The excavation was conducted on a low sand dune c. 200 m west of Tel Karmiyya. Four excavation squares were opened (Fig. 2), revealing meager remains of an occupation level on the dune (L100): patches of clayey soil mixed with ash (L101–L103; 0.10–0.15 m; Fig. 3). Within these patches, above them and alongside them were pottery sherds, glass shards, stone tools, white tesserae of various sizes, fragments of fired mud-bricks, pieces of slag and broken kurkar building stones. Most of the finds date from the Byzantine period, but some date from the late Ottoman and British Mandate periods.

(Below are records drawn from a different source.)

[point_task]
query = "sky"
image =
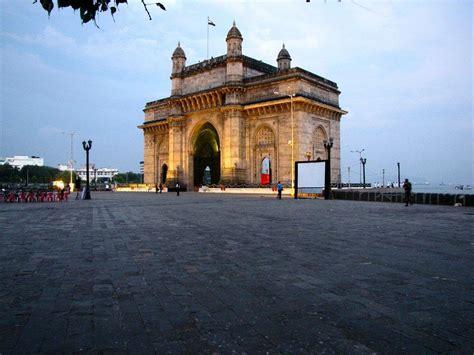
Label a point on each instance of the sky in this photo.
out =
(404, 69)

The pottery from the Byzantine period includes an imported African Red Slip bowl (Fig. 4:1), a krater with a thickened, inverted rim and a combed design under the rim (Fig. 4:2), a cooking pot (Fig. 4:3), a cooking pot lid (Fig. 4:4), a frying pan with a wishbone handle (Fig. 4:5) and a Gaza jar (Fig. 4:6). Two black Gaza bowls (Fig. 5:1, 2) date from the Ottoman and British Mandate periods; Bowl 2 was repaired with iron wire, which survived on the sherd. The Byzantine-period glass shards include two fragments of a round window with a folded rim and a fragment of a very worn base, perhaps of a bowl-shaped oil lamp with a wick-tube (not drawn). Among the stone objects found in the excavation was a granite hammerstone (Fig. 5:3).